TR21-128 Authors: Xiaotie Deng, Yuhao Li, David Mguni, Jun Wang, Yaodong Yang

Publication: 4th September 2021 09:57

Downloads: 163

Keywords:

Similar to the role of Markov decision processes in reinforcement learning, Markov Games (also called Stochastic Games)lay down the foundation for the study of multi-agent reinforcement learning (MARL) and sequential agent interactions. In this paper, we introduce the solution concept, approximate Markov Perfect Equilibrium (MPE), to finite-state Stochastic Games repeated in the infinite horizon, and prove its $\mathbf{PPAD}$-completeness in computational complexity. Technically, we adopt a function with a polynomially bounded description in the strategy space to convert the MPE computation to a fixed-point problem, even though the stochastic game may demand an exponential number of pure strategies, in the number of states, for each agent. The completeness result follows the reduction of the fixed-point problem to \textsc{End of the Line}.

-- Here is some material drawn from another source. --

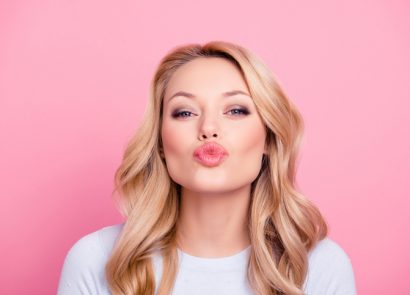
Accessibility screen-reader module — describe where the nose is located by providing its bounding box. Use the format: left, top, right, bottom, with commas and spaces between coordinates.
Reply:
198, 112, 219, 140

Past works on the stochastic games are mostly zero-sum MARL algorithms. A $P^{PPAD}$ algorithm for the general sum stochastic games in the finite horizon can be derived to establish an approximation algorithm for the general-sum stochastic games. That implies an approximate NE solution to the infinite-horizon setting. Such a possible extension suffers from three weaknesses: 1. the solution is time-dependent and hence not a perfect equilibrium; 2. the time-dependent solution suffers a weakness of noncredible threats; 3. the time complexity is not tight (lower bound $\mathbf{PPAD}$ and upper bound $P^{PPAD}$). Our result beats such a solution in all those three properties.